Il est temps de mettre fin à la culture d'impunité des dirigeants iraniens

La mairie du 1er à Paris et le Comité de soutien aux droits de l’homme en Iran ont organisé les 29 et 30 août une exposition de photos et documents pour l’anniversaire du massacre des prisonniers politiques de 1988 en Iran. Un des nombreux cas d’impunité des dirigeants iraniens. Une exposition sinon inédite, au moins peu commune, donnant presque vie à un événement tragique majeur survenu il y a plus de trente ans.

Il y a 31 ans exactement, plus de 30.000 prisonniers politiques ont été exécutés durant l’été 1988 en Iran pour avoir refusé de renier convictions de défense de la liberté et de la démocratie, ainsi que leur loyauté à l’Organisation des Moudjahidine du peuple d’Iran, principal mouvement d’opposition démocratique au régime de Téhéran.

Dans son dernier communiqué du 28 août, Amnesty International déclare que le refus persistant des autorités iraniennes de révéler le sort des milliers de dissidents politiques soumis à une disparition forcée et une exécution extrajudiciaire secrète lors des massacres commis en 1988 dans des prisons d’Iran est à l’origine d’une crise globalement ignorée par la communauté internationale depuis des décennies. 

Dans cette exposition, des témoins de ces massacres ont livré leurs récits de certains aspects du déroulement de ce crime monstrueux. Des personnalités politiques et culturelles françaises y ont également pris la parole.

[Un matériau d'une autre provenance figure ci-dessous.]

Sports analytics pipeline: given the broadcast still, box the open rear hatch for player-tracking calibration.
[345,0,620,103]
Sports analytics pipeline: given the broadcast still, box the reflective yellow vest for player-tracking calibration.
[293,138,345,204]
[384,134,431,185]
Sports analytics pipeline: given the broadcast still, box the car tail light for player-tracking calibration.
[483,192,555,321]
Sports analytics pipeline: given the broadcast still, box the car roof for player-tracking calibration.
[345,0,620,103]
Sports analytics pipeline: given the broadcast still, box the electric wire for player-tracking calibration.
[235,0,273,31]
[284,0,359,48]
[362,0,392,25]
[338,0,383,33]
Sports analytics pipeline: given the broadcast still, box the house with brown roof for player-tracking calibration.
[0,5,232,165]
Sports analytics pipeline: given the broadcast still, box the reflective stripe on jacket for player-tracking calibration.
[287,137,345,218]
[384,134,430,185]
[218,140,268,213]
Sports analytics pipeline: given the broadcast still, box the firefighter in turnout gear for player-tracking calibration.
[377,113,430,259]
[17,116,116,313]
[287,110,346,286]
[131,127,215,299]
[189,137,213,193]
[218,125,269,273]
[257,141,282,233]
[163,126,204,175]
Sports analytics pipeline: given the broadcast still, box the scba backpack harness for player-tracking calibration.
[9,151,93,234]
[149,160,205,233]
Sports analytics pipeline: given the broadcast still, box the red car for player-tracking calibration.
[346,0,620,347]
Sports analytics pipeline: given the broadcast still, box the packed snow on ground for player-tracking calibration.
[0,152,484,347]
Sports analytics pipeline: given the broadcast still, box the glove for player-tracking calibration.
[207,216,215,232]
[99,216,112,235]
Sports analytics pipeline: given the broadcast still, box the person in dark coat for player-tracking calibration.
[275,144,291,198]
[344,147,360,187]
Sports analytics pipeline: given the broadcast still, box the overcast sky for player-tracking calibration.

Dans un message vidéo à la conférence, la dirigeante de l'opposition iranienne, Mme Radjavi, a déclaré qu'au bout de trente-et-un ans, ceux qui avaient participé au massacre occupaient toujours les postes les plus élevés du régime. « Khamenei a nommé l’un des principaux bourreaux de ce massacre à la tête du système judiciaire, et un autre bourreau est ministre de la Justice de Rohani », a-t-elle affirmé.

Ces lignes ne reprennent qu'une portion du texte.